Bir gün, bardaktan boşanırcasına yağmur yağarken, Hoca da evinin penceresinde oturarak sokağı seyrediyormuş. Bir ara dostlarından birini, cüppesinin eteklerini beline dolayarak koşa koşa evine giderken görmüş ve pencereyi açarak seslenmiş:
- “İnan olsun ki çok ayıp!
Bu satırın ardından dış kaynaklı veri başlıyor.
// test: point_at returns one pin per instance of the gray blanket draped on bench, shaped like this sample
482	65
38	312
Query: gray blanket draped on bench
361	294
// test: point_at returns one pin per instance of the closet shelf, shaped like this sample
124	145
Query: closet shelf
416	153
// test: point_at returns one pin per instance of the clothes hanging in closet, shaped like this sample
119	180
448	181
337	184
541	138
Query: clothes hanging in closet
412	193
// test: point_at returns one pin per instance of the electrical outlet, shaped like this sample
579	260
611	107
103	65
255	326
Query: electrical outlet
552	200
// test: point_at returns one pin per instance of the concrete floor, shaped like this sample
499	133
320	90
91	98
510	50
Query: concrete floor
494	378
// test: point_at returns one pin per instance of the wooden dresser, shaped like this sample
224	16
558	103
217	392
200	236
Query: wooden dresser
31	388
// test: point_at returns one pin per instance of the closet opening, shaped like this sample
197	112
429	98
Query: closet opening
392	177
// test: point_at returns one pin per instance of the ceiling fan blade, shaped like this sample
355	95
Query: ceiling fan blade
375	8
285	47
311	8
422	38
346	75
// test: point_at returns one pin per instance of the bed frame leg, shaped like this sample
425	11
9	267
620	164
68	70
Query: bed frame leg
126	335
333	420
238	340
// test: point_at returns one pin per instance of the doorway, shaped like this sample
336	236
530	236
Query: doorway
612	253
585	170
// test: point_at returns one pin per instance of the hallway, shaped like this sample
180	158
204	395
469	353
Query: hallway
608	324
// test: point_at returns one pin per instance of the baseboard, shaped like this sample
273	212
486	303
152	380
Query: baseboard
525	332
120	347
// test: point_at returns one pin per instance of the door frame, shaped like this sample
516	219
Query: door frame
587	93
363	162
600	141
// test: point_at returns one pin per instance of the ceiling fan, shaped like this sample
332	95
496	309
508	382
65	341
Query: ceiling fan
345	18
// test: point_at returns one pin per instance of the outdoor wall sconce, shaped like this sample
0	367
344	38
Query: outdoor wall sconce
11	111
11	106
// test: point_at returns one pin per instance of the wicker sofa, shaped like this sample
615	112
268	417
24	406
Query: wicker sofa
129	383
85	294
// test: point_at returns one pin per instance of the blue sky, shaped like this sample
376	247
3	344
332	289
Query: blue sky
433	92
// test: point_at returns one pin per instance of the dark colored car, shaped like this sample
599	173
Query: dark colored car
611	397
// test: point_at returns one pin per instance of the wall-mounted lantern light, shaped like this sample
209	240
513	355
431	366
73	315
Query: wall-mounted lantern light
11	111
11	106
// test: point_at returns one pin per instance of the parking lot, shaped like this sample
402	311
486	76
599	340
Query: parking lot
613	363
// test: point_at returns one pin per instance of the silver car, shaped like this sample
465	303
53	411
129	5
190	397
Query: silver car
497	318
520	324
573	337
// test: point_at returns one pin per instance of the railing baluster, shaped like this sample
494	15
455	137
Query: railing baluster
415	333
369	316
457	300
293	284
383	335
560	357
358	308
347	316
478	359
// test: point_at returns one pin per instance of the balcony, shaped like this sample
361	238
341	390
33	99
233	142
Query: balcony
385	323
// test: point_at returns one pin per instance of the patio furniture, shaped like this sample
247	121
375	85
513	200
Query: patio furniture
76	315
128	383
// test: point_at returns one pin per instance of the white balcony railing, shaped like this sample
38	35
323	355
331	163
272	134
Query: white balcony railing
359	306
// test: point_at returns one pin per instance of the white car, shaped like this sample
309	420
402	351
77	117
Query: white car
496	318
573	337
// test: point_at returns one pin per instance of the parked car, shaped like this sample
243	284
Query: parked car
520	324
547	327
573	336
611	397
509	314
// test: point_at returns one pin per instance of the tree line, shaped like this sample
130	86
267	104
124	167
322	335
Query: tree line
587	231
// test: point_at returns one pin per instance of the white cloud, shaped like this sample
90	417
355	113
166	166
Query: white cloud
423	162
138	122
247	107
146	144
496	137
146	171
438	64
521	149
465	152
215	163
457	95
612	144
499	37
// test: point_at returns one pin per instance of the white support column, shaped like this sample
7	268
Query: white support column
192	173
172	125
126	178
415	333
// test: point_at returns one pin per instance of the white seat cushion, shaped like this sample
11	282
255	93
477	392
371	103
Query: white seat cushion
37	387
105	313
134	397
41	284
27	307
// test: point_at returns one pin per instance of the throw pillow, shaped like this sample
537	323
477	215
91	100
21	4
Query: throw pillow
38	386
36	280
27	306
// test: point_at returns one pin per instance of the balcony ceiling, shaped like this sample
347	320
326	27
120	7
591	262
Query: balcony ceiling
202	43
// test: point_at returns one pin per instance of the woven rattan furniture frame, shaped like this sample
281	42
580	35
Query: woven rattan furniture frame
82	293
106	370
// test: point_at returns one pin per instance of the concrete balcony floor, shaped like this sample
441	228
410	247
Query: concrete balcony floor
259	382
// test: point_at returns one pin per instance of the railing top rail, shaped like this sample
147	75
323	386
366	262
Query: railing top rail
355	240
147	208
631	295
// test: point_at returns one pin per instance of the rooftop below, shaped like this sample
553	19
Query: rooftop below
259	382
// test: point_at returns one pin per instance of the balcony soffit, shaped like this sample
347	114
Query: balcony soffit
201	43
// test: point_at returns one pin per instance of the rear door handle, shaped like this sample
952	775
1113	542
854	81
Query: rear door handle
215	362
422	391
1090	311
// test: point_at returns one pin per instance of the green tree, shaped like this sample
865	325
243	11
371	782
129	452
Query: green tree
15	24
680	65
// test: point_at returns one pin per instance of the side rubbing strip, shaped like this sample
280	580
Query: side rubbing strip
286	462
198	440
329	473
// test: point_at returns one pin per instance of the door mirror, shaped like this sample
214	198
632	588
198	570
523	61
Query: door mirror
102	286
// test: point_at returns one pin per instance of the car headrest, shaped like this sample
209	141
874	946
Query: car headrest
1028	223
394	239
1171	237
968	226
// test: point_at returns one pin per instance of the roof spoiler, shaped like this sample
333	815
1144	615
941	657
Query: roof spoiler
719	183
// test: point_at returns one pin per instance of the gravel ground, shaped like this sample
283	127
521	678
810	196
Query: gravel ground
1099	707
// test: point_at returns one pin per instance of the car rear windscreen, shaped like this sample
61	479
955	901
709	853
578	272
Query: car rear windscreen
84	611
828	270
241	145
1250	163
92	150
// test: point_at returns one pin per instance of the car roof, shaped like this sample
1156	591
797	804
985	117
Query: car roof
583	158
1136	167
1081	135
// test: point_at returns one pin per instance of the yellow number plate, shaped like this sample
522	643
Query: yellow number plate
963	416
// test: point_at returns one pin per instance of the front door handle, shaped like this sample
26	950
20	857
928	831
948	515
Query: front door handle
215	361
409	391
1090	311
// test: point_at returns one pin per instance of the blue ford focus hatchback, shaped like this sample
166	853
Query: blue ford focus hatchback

Senin gibi aklı başında, olgun bir adam, Allah’ın rahmetinden kaçar mı?...”
İçinden Hoca’ya hak veren adamcağız, bu sefer ağır ağır yürümeye başlamış; fakat tepeden tırnağa ıslanmış olarak evine varınca, Hoca’nın oyununa uğradığını anlamış. Günün birinde Hoca yolda yağmura tutulmuş; koşar adım evine yönelmiş. Birkaç gün önce kendisiyle alay ettiği ahbabının evi önünden geçerken adamcağız “taşı gediğine koymanın tam zamanı” diyerek, evin penceresinden Hoca’ya bağırmış:
- “Hocam, Hocam, Allah’ın rahmetinden niçin kaçıyorsun, ayıp değil mi sana?” Hoca, hiç istifini bozmadan koşmaya devam ederek şu cevabı vermiş:
- “Hay anlayışsız, hay!... Ben rahmetten kaçmıyorum; tam tersine yere düşen rahmetleri çiğnememek için koşuyorum!... “
-------------------
Büyük Farklılık
Hoca, namaz kıldırıp vaaz vermek ve biraz para elde etmek için üç günlük uzaklıktaki bir köye gitmiş, bir ağanın evine konuk olmuş. Ağa, Hoca’ya bir şey okutmuş, sonra aynı şeyi kendisi okumuş. Hoca’ya bir satır yazı yazdırmış, altına aynı yazıyı kendi de yazmış. Sonra demiş ki:
- “Gördün ya, sen okudun, ben de okudum. Sen yazdın, ben de yazdım. Sana ne hacet, aramızda ne fark var?” Hoca:
- “Dur demiş, aramızda büyük bir fark var”: Ben üç günlük yolu, yarı aç ve yaya geldim, sense burada rahat huzur içinde yan gelip yatıyorsun.
-----------------
Aferin
Hoca kırda dolaşırken bir deli çobana rastlar. Çoban:
- “Sen Hoca mısın?” diye sorar. Hoca:
- “Evet,” der.
- “Sana bir şey sorsam bilir misin?”
- “Bilirim sor!...” der.
- “Bilmezsen sormayayım. Zira kime sorduysam cevap veremedi.”
- “Sor dedik ya...” der.
- “Her ay yeni ay çıkıyor, sonra incelip kayboluyor. Sonra yine yenisi çıkıyor. O eskilerini ne yapıyorlar?” - “Bu kadarcık şeyi bilemedin mi?... Bir kısmını kırpıp kırpıp yıldız yaparlar, gökyüzü onlarla dolu. Bir kısmını da uzatırlar şimşek yaparlar, yağmurlu ve fırtınalı günlerde kılıç gibi uzar, sen bunları hiç görmedin mi?” der.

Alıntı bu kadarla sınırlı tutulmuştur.